Recognizing the absence of incontrovertible clinical data and the conflicting nature of case reports and case series regarding neural injury as a function of patient wakefulness,53 the Practice Advisory's recommendations are listed in Table 5.
Performing regional anesthesia or pain procedures in anesthetized or heavily sedated pediatric patients represents a distinct subset of recommendations, which in part recognizes that this represents standard practice for many anesthesiologists. The Panel acknowledges that there are no data to confirm or refute the concept that performing blocks in anesthetized or heavily sedated pediatric patients is inherently riskier or safer than doing so in adults. Particularly with infants and younger children, the ability to recognize and verbalize specific block‐related sensations may be absent regardless of wakefulness. Conversely, a struggling child may well increase the risk of an untoward event during needle placement. Thus, the Practice Advisory recommends that performing neuraxial and peripheral nerve block in anesthetized or heavily sedated pediatric patients may constitute an acceptable benefit‐to‐risk ratio (Table 5). Although ultrasound can accurately determine the skin‐to‐ligamentum flavum distance in infants and children,60 there is no clinical evidence that such preprocedural measurements will increase safety.

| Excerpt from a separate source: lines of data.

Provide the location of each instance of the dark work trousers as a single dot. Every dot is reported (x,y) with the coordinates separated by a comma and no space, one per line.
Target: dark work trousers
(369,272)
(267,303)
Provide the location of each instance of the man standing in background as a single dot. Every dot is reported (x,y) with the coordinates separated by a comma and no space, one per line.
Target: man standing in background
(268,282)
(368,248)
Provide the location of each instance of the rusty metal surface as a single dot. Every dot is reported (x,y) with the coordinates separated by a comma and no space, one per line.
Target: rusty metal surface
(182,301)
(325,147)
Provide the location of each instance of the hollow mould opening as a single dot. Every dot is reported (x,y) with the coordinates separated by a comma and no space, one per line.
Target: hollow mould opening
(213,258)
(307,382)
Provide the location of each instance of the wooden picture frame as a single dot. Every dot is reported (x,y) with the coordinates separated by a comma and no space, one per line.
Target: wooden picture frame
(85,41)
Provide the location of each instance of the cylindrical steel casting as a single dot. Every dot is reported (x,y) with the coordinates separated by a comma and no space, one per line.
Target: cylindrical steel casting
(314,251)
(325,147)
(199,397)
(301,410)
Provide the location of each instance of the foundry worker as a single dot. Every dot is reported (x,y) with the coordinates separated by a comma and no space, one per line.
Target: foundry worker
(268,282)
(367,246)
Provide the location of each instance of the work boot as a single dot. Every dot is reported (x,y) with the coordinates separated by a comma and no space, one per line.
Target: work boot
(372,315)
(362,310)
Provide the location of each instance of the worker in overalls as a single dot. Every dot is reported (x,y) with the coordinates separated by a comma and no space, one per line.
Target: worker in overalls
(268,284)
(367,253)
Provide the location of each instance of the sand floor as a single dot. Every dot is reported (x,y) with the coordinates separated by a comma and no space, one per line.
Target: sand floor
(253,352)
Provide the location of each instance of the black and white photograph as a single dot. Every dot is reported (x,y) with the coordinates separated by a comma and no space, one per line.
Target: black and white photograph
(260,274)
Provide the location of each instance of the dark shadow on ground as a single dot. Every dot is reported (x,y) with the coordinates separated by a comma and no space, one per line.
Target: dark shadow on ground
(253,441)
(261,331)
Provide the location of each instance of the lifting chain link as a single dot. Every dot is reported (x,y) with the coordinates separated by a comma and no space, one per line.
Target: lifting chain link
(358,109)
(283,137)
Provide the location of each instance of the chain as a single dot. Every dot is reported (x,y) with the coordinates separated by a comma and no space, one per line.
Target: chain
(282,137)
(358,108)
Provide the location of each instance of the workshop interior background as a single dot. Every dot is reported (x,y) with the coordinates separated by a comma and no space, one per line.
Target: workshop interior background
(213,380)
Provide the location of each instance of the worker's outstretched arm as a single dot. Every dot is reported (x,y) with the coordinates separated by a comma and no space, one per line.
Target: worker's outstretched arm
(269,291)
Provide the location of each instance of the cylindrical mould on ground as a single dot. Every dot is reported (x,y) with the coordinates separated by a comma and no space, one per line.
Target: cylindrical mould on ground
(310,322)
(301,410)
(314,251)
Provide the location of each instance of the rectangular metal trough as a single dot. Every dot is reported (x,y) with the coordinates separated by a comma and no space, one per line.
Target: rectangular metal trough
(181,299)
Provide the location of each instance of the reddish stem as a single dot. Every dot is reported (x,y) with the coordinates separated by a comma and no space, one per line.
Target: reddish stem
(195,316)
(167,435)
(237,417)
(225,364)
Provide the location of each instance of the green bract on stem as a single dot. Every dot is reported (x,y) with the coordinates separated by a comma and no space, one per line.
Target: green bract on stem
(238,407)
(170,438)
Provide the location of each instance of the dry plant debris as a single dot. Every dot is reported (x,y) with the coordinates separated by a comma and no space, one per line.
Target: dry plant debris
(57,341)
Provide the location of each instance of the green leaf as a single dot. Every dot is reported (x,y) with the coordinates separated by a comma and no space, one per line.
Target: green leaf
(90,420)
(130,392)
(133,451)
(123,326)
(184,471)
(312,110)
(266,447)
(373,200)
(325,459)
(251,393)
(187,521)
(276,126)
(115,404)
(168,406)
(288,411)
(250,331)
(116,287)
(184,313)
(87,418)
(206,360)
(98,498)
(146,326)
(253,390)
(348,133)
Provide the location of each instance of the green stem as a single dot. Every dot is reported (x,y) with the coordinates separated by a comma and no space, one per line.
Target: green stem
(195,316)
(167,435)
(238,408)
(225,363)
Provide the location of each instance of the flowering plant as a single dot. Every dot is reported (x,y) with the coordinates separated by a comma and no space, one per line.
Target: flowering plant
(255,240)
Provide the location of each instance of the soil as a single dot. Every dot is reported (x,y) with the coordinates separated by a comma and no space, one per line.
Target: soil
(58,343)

Transforaminal Injection of Steroids
Transforaminal injection of steroids, often used in the treatment of acute radicular pain, has been linked to cases of spinal cord infarction, cortical blindness, paralysis, and death.24,50,61 The presumed mechanism of these complications involves unintentional needle entry into a small artery that traverses the intervertebral foramen to join the arterial supply to the spinal cord or posterior circulation of the brain. This can occur at various levels, including the vertebral artery anterior to the cervical intervertebral foramina, or the spinal medullary or radicular arteries within the foramina at variable levels within the cervical,62,63 thoracic, lumbar, and sacral portions of the spine. Subsequent injection of particulate steroid preparations can result in occlusion of the distal arterioles within the spinal cord or brain and lead to infarction.61 In vitro studies note that methylprednisolone has the largest particles, betamethasone the smallest, and dexamethasone has no particulate matter.64 While evidence of unintended injection into perispinal vessels during transforaminal injection has been reported, direct evidence to confirm or refute the role of particulate steroids in causing subsequent neuronal injury is lacking (Table 6).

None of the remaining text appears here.